Review: Gone with the Wind, the Novel

Is it worth reading this controversial, banned book? This reporter explores the subject, giving an overview of what it’s about.


Arion Ochoa

Gone with the Win, clocking in at 1037 pages.

Arion Ochoa, Staff Writer

Gone with the Wind is being pulled from the shelves of American schools and libraries and one can see why.  The book was written in a time when racism was still rife and it involves slavery as told from a white southern perspective. Therefore, the book includes derogatory terms towards African Americans and it portrays some of the enslaved characters as “happy,” when slavery was anything but. 

Which is clear to see why, with its numerous terms, portrayals and depictions the book has become notorious as an emblem of racism. But if you are willing to read this book even with its outdated views,  Gone with the Wind is a story that’s worth a read.

The only novel of the journalist and novelist Margaret Mitchell, “Gone with the Wind” is a historical fiction novel that takes place during the American Civil War and the Reconstruction era of the South after the war. The day I got the book, I began to read it and immediately became engrossed in it. 

Gone with the Wind is 1,037 pages long with a total of sixty-three chapters divided into five parts.  The story begins in the Spring of 1861 with the Tarleton twins Brent and Stuart. Upon being told by them that Ashley Wilkes, a boy in her county, is to marry a distant relative of his, Melanie Hamilton, Scarlett, the protagonist, is heart broken. In her mind, Ashley had to be in love with her. Upon her confrontation towards him at his family’s plantation, he marries Melanie anyway. Scarlett, in order to make Ashley jealous, marries Charles Hamilton, Melanie’s brother. Having done this, the Civil War begins and unfortunately, not even into a year of marriage, Charles is killed. Being a widow in mourning and with her emotions everywhere, Scarlett moves to Atlanta with Charles Aunt Pittypat and Melanie. From then on, the life of Scarlett O’Hara continues and alters in more ways than one. 

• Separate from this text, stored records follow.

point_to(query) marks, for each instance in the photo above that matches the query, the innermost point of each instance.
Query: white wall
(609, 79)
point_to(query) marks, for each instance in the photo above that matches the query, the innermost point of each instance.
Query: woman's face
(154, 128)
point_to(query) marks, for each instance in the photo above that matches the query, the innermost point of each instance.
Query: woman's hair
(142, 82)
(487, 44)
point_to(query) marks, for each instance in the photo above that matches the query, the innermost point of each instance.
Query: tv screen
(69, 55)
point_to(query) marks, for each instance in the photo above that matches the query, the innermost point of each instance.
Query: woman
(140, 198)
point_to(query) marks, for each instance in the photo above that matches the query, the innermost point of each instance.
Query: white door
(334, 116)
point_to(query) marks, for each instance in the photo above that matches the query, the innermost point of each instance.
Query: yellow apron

 From then on, the plot follows Scarlett O’Hara from the time during the Civil War and the South’s Reconstruction era which are both full of struggle and hardship. It’s a story of unrequited love, hardship, and watching the life you once lived leave and the people you once knew either die in war or become the ghost of what they used to be. Scarlett O’Hara is by far one of the most shocking protagonists I have ever come across in any novel I’ve read and the things she does throughout the book make you question what goes on through her head. She’s vain, self-centered and a spoiled sixteen-year-old at the beginning of the book, followed by her narcissism, negligence, gaslighting, and complete manipulation, losing her first few qualities as she matures but still keeping the rest. 

For the whole of the book, it follows a single plot which is the life of Scarlett O’Hara but it also doesn’t as there are new issues to deal with within each new part the more you read. It’s not just a single string but a map of strings that each have their own tale for Scarlett to be in and go through either with spiteful merriment or complete hardship and heartbreak that she has to keep in so she can move forward without getting blown away by the wind that swept through the South. Strength is a key point in the entirety of “Gone with the Wind ” as even if it is a good quality to conjure, it also hurts to the point where it just becomes too much. 

 I would say I hate her, which I very much do, but I also love her. She’s at times intelligent and unlike the other women in the book, she has more common sense than she lets on and can be the bluntest character there is. Her unwavering desire to keep Tara—her family’s plantation—safe during the Reconstruction era, her survival instincts as a woman in a time where most people lost everything, and wanting (sometimes) to keep her family safe to the point of almost marrying a man she hates just for money are some of her most admirable traits. 

My favorite part of the book though is when a very important person in Scarlett’s life passes. The way she reacts to it just goes to show what war can do to a person and the more she refuses to cry for the sake of the strength that she has to keep is one of the hardest things a person can do. 

The amount of pain that she holds in for the sake of staying strong until it boils over and onto the floor is one of the most gut and heart wrenching, unimaginable pains to ever endure. Scarlett O’Hara is a proud, determined, vile woman that is the embodiment of the South that sees everyone and everything for what it is; gone with the wind like dust cleaned off a vase and forever unable to be put back in place. In other words, displaced. 

Gone with the Wind is by far one of the most intricate works of American literature to ever be written and for all its harsh racism, portrayals of enslaved characters, unrequited love, war and the loss of the old everything that someone could once have known, it is simply a book I enjoyed and would recommend to anyone who would give up some of their time, even if it means only reading the first line.